Unfolding the protein folding problem
I was first exposed to a major problem in a scientific field in my third year of undergraduate studies. My friends and I sat entranced in a lecture hall on the first floor of the Bahen Centre as we learned about the P versus NP problem. This problem requires its very own blog post, but basically, the main question of this problem is whether a certain class of hard computational problems can be solved in a “reasonable” amount of time. At the time, some part of me used to imagine students and professors frantically scribbling away their ideas, drafting accidental new papers on their way to solving the enigma, and definitely drinking jug after jug of coffee. The very next semester, I learned about the protein folding problem, an instance of a very hard problem in biology. As an idealistic undergraduate student, I used to imagine that someday, someone would solve the P versus NP problem and that this would be the key towards solving the protein folding problem. Little did I know that it would be advances in machine learning that would change everything!
DNA was established as the hereditary material in 1944, with its three-dimensional double helix structure resolved in the 1950s. Proteins–encoded within DNA’s blueprint–perform various essential functions within organisms. Just think of insulin: this vital protein has extended the lifespan of so many individuals across the world. At the same time, the function of a protein is related to how it folds, that is, its structure. For example, insulin is inactivated at high temperatures, at least in part due to changes in its structure. Experimental methods for determining a protein’s structure are time-consuming, and can be especially complicated for certain types of proteins.
What if we turn to computational methods? After all, according to 1972 Nobel prize winner Christian Anfinsen, knowledge of the constituents of a protein–its amino acids–and the conditions in which the protein resides–such as temperature or solution acidity–are sufficient to know its structure. The difficulty comes with the various conformations that the amino acids can position themselves relative to each other. Think now that the median length of a human protein is 375 amino acids. If you had this many beads in a chain, in how many different ways could you re-structure the chain? The hardness of this problem is even confirmed by theoreticians.

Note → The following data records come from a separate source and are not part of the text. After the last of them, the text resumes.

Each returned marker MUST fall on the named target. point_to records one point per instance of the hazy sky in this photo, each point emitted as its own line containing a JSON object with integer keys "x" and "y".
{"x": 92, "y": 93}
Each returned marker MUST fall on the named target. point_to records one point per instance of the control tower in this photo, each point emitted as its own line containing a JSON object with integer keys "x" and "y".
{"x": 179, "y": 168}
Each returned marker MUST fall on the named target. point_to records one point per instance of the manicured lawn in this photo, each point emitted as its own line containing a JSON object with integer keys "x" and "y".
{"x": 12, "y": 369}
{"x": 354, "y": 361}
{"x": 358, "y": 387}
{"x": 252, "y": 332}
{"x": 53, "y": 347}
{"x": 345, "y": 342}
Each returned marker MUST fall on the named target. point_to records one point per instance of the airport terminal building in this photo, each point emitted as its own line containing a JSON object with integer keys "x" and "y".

In 1994, the Critical Assessment of protein Structure Prediction (or CASP) was founded as an attempt to solve the protein folding problem computationally. Basically, it is a competition that occurs every two years and to which participants submit their structure predictions for as yet uncharacterized proteins. Predictions are subsequently compared to experimental results. Until 2016, for some of the hardest proteins to characterize, the best accuracy achieved by any team was less than 50%. In 2018, DeepMind’s neural network program, AlphaFold, achieved the highest accuracy of a little less than 60% for the same category of proteins. Remarkably, in 2020, AlphaFold 2’s accuracy was more than 85% for these proteins: its computational predictions are very comparable to the experimentally resolved structures!
Imagine being able to know the structure of a protein quickly and accurately! Hundreds of thousands of predictions have already been made by DeepMind. Amongst those are even some protein structures related to the coronavirus responsible for COVID-19. Of course, experimental validation is key, but this is a breakthrough that many did not anticipate happening any time soon. Seeing this impressive work by DeepMind even in the midst of a pandemic only gives me hope for the future of bioinformatics and science at large!